Les déments sont des "emmurés vivants"
La mention du fait que les déments sont des "emmurés vivants", par le président de la République, a été perçue comme une vraie marque d'intérêt de sa part. En revanche, la focalisation sur la maladie d'Alzheimer semble trop restreinte puisque d'autres démences séniles font, elles aussi, un nombre de victimes important et pourraient ne pas retenir autant l'attention.

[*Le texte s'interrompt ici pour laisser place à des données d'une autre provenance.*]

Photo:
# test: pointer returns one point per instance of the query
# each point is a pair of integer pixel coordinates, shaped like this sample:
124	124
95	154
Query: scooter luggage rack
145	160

Autre "signe fort" enregistré : la mention par le président Sarkozy de la recherche du consentement du malade, et non plus seulement de l'accord de sa famille. En revanche, l'ensemble des signataires juge que la rédaction des points juridiques encadrant la mise en œuvre du plan est insuffisamment précise : "Plusieurs points sont à traiter de manière urgente : la sécurité juridique des malades (droits, situation juridique, protection) mais également celle des établissements et des services à domicile (liberté d'aller et venir). En l'absence de cadre juridique clair, ces responsables de structures sont des professionnels exposés à tous les recours juridiques (et notamment devant le juge pénal)."
Par ailleurs, l'Association des familles en Alzheimer juge négativement le maintien de la discrimination entre les malades diagnostiqués avant 60 ans (plus de 30 000) et leurs aînés : "Les premiers continueront de bénéficier de la Prestation de compensation du handicap, comme de la reconnaissance de l'invalidité à 80%, les seconds continueront de bénéficier de l'Apa. Avant 60 ans on est malade, après 60 ans on est vieux. Principe d'exclusion de droits en rapport avec l'âge."
Les professionnels formulent une réserve analogue sur le dispositif annoncé. De la même façon, ils se montrent très réservés sur la réalité des accueils de jour annoncé. Ils notent que les obligations économiques de taux de remplissage faites aux établissements ne leur permettent pas forcément d'ouvrir de vrais accueils de jour en nombre suffisant.
Ils notent, par ailleurs, que dans ce domaine, le temps n'est plus celui de "l'expérimentation" mais du passage à l'acte, contrairement à la formulation du Plan.